Big rocket booster in second test
A further test ignition has taken place on the giant booster intended to power the early flight phase of Nasa's next big rocket.
The five-segment motor is an upgraded version of the four-segment booster that currently lifts the space shuttle off the launch pad.
The test took place at manufacturer ATK's facility in Utah.
Nasa is currently in the process of developing a successor to the 29-year-old shuttle, which will retire in 2011.
The new vehicle's design is uncertain, however.
The larger ATK booster was developed as part of Nasa's Constellation programme, a multi-billion-dollar project to build the rockets and spaceships capable of taking astronauts back to the Moon.
But in February, President Barack Obama announced that he wanted to cancel the project and instruct the US space agency to investigate new technologies before embarking on the development of a next-generation rocket.
The US Congress then stepped in to try to roll back some of the White House ideas.
Politicians on Capitol Hill, worried that the President's plans would lead to too big a gap in US spaceflight capability, have been trying to frame legislation that would mandate Nasa to begin developing a big rocket immediately.
This vehicle - like the Constellation rockets - should lean on shuttle heritage, legislators have said. ATK's test therefore still has high relevance.
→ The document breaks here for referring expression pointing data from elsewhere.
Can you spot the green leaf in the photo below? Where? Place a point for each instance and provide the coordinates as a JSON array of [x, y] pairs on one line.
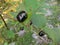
[[10, 34], [6, 43], [39, 20]]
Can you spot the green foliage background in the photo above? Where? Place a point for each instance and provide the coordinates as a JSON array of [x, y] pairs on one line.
[[36, 10]]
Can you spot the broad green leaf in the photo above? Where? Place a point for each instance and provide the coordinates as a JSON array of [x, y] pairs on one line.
[[39, 20]]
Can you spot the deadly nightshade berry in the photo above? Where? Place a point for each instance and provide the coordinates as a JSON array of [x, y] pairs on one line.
[[41, 33], [22, 16]]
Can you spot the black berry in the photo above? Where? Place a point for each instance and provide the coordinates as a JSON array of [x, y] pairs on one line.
[[41, 33], [22, 16]]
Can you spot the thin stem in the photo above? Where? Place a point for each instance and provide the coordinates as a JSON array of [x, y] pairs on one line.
[[4, 21]]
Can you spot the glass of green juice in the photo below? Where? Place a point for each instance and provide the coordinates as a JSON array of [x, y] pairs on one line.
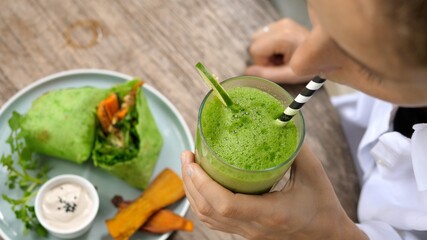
[[242, 147]]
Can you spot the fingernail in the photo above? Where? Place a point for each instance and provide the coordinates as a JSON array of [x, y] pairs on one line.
[[188, 170], [184, 157]]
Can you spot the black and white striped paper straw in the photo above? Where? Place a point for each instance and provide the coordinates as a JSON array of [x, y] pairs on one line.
[[300, 100]]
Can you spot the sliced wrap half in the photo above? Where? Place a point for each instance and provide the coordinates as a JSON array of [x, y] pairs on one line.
[[62, 123], [131, 147]]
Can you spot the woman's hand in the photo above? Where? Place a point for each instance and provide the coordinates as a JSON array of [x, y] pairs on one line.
[[272, 49], [307, 207]]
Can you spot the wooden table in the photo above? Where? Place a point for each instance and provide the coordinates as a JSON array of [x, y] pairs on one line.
[[160, 41]]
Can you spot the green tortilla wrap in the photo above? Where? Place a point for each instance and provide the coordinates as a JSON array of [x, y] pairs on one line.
[[62, 123], [135, 161]]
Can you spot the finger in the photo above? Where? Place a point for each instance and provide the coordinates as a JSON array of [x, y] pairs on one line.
[[279, 74], [205, 212], [310, 169], [226, 204], [270, 28], [264, 48]]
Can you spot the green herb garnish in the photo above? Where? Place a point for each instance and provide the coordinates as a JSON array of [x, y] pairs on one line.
[[25, 174]]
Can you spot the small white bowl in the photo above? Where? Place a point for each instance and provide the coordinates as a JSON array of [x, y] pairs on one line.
[[82, 226]]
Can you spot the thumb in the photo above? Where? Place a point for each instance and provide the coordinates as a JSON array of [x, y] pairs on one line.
[[278, 74]]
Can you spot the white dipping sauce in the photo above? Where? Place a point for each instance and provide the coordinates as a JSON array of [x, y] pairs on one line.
[[66, 206]]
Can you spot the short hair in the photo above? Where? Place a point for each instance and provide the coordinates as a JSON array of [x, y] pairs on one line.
[[409, 19]]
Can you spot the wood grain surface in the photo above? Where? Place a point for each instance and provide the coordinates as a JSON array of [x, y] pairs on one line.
[[159, 41]]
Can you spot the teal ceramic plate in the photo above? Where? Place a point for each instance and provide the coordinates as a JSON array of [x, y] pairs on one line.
[[174, 130]]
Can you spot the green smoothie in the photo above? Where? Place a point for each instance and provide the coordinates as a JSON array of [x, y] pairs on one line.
[[242, 147], [246, 135]]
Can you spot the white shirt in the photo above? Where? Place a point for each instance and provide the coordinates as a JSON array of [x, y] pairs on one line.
[[391, 167]]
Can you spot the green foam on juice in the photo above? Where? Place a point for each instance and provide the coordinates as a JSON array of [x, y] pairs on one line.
[[245, 135]]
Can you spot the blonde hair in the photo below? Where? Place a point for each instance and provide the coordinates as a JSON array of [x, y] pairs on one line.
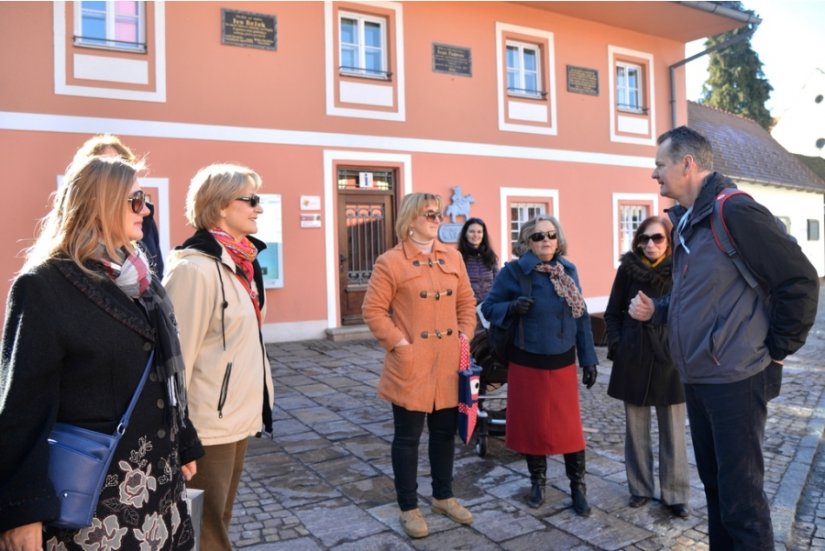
[[411, 206], [87, 211], [96, 145], [213, 188]]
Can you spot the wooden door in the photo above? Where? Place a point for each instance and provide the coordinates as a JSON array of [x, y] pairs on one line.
[[366, 220]]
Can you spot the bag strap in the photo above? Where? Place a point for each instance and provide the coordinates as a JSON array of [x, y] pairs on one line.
[[526, 282], [124, 421], [723, 238]]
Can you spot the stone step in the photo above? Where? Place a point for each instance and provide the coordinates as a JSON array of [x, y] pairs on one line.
[[349, 333]]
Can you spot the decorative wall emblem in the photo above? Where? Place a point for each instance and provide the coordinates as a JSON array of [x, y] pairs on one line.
[[460, 206]]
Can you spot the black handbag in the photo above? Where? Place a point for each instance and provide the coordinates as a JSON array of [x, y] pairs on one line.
[[78, 462]]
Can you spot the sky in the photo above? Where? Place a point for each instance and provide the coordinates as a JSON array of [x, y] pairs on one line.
[[790, 42]]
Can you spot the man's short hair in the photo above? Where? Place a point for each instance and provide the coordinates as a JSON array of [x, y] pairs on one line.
[[686, 141]]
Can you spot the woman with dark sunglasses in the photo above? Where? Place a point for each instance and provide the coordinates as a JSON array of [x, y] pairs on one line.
[[107, 145], [418, 302], [82, 319], [643, 375], [216, 285], [552, 330], [479, 257]]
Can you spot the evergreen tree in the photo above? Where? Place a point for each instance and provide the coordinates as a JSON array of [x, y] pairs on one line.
[[736, 83]]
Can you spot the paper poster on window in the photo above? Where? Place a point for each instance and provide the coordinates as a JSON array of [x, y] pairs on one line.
[[270, 231]]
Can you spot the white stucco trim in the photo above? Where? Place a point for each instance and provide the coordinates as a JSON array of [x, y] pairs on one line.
[[330, 72], [61, 87], [44, 122]]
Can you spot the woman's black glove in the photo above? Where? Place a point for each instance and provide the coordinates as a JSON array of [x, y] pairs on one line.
[[520, 306], [589, 375]]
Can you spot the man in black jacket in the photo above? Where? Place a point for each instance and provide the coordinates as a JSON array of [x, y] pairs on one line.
[[728, 340]]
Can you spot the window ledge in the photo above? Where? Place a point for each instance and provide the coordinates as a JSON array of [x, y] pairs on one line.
[[140, 50]]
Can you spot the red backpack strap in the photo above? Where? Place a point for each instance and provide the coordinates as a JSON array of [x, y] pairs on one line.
[[722, 236]]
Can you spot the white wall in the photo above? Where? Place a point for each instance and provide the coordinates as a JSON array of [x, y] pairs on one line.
[[798, 206]]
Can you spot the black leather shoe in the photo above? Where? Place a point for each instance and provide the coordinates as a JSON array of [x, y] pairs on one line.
[[680, 510], [637, 501]]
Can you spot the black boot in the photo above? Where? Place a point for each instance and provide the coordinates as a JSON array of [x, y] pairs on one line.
[[575, 468], [537, 467]]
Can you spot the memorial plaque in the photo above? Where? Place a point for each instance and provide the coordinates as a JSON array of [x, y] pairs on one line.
[[581, 80], [453, 60], [251, 30]]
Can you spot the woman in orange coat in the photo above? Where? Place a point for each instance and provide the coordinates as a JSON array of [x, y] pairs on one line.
[[418, 301]]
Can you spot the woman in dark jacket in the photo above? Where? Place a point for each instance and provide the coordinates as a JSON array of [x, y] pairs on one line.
[[543, 414], [479, 257], [82, 318], [643, 375]]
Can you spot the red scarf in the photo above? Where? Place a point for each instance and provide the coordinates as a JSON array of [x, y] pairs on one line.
[[242, 252]]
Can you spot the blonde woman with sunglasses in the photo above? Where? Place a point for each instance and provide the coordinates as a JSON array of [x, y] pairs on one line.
[[552, 331], [216, 285], [418, 301], [82, 319]]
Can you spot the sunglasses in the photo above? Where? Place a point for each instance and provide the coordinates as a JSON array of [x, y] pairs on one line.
[[539, 236], [253, 200], [137, 200], [656, 238]]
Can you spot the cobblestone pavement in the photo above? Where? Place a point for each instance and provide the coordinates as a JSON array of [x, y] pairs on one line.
[[325, 481]]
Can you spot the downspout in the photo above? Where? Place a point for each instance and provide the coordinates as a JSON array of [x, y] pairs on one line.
[[711, 7]]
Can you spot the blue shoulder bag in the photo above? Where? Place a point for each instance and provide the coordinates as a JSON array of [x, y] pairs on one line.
[[78, 462]]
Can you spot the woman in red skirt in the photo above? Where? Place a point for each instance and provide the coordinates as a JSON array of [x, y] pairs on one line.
[[539, 296]]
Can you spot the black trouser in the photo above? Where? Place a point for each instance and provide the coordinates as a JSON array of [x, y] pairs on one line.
[[727, 424], [409, 425]]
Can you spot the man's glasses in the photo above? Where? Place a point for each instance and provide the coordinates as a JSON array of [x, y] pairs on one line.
[[253, 200], [657, 238], [539, 236], [137, 200]]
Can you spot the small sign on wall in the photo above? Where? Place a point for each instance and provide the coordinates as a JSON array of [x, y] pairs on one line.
[[270, 232], [310, 202], [454, 60], [251, 30]]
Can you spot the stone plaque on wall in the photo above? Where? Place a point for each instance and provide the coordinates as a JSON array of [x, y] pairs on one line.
[[452, 59], [581, 80], [251, 30]]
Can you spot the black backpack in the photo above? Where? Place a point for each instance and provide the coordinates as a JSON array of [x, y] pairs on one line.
[[499, 338], [723, 238]]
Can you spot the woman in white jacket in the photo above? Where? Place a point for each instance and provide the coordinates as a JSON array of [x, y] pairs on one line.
[[216, 286]]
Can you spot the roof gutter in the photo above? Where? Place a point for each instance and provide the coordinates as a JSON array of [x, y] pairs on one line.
[[711, 7]]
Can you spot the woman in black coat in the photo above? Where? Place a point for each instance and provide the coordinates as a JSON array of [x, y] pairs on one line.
[[643, 375]]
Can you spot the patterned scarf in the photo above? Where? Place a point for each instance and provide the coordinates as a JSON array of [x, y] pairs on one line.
[[565, 287], [132, 276], [242, 252]]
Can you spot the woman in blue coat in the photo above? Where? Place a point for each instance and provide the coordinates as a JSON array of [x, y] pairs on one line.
[[552, 328]]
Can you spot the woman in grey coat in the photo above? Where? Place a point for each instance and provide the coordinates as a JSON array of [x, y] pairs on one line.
[[643, 375]]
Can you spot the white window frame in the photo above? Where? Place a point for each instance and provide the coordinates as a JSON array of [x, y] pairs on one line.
[[523, 196], [629, 224], [111, 20], [647, 200], [623, 87], [361, 70], [520, 71]]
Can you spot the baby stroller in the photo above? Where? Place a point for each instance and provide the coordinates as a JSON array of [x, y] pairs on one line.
[[492, 397]]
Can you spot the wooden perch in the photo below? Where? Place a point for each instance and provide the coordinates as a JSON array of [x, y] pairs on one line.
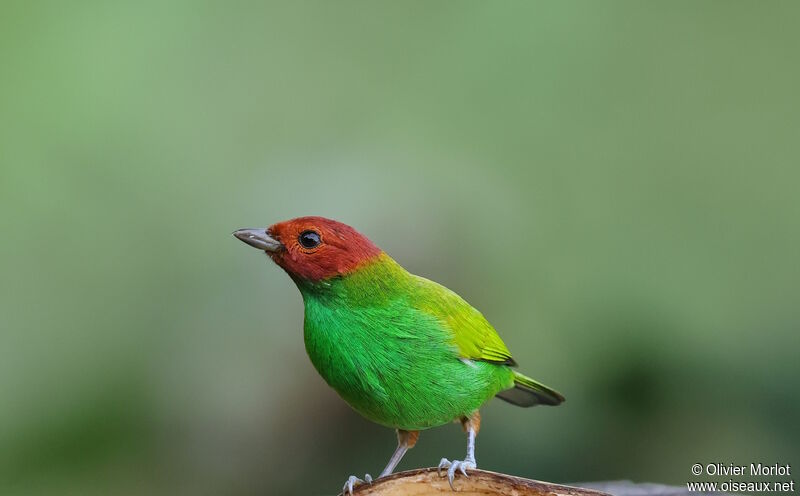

Tuesday's motor was heavily instrumented to gather data on the performance of new components.
The static booster was expected to produce a maximum thrust of 16,000 kilonewtons, or 3.6 million pounds. The current four-segment solid rocket boosters on the shuttle produce about 14,600kN, 3.3 million pounds of thrust.
Nasa's Alex Priskos said the data gathered from the test was "absolutely excellent", giving "the chamber pressures and the thrust pressures that we were expecting".
ATK's first test of a five-segment booster took place in September last year.